Furthermore, it should be considered that seven different questionnaires were used in the examined studies. Even though a medium AMD was mostly reported by using the KIDMED questionnaire, and a general consistence was found, comparing results from studies using different tools is not quite right. Furthermore, as revealed by a recent systematic review, psychometric properties and transcultural adaptation of the tools used for evaluating AMD may weaken their validity [53].

Our overview underlines that literature analyzing MD adherence in athletes is still scarce and the available information do not allow to draw clear conclusions. The examined investigations were carried out only in few Mediterranean countries, mainly in Spain, and referred to few sport disciplines, mainly cycling. Moreover, the use of different questionnaires hindered the comparison of the results. Further studies extended to a wider range of sports and based on the same investigation tool are needed to better characterize this issue. Furthermore, the adherence to the MD pattern showed by athletes from different countries—Mediterranean and possibly non-Mediterranean countries—should be evaluated to highlight its potential socio-cultural determinants. Besides, evidence is still lacking about the ability of MD in supporting specific performance-related requirements.

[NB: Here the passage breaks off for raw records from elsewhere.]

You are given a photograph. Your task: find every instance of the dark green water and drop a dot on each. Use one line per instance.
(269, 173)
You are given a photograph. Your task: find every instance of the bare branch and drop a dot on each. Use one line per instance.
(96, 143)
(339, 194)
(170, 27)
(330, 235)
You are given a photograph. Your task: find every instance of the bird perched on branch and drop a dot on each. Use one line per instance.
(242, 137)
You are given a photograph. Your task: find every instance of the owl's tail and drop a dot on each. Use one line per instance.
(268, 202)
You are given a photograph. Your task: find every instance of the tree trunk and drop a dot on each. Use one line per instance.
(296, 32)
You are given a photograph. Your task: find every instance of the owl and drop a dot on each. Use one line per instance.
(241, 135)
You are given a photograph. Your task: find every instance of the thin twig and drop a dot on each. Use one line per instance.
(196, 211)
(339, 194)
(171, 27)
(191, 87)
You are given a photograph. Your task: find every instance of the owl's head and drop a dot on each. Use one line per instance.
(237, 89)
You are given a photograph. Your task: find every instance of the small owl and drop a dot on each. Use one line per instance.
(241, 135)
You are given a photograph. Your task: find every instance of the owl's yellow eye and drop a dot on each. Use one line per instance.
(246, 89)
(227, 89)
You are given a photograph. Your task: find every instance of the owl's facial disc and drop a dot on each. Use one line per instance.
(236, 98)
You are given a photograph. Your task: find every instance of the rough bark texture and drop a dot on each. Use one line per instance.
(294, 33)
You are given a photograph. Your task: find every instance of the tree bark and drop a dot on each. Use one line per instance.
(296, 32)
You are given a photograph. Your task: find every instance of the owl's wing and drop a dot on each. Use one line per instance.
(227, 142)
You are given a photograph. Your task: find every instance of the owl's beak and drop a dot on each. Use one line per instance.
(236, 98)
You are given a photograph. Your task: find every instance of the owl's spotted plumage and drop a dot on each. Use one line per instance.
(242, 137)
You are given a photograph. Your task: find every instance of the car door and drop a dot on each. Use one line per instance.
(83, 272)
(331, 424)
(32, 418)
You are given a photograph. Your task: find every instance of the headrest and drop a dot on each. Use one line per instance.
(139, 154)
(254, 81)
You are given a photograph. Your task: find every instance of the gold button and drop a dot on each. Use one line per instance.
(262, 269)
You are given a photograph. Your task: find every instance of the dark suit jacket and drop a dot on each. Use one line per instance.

In conclusion, this review shows an average adherence to MD in athletes living in Mediterranean countries and highlights higher levels of MD adherence in athletes respect to inactive subjects and to the general population. As the adherence to the MD model has shown a decrease in the general population, these results show that this dietary pattern is still preserved in this category [51]. This suggests that MD promotion may be implemented in the sport setting, in order to help athletes in maintaining their health and supporting their nutritional needs. However, the limited number of available studies and populations examined and the heterogeneity of the research methods require caution in the generalization of these findings.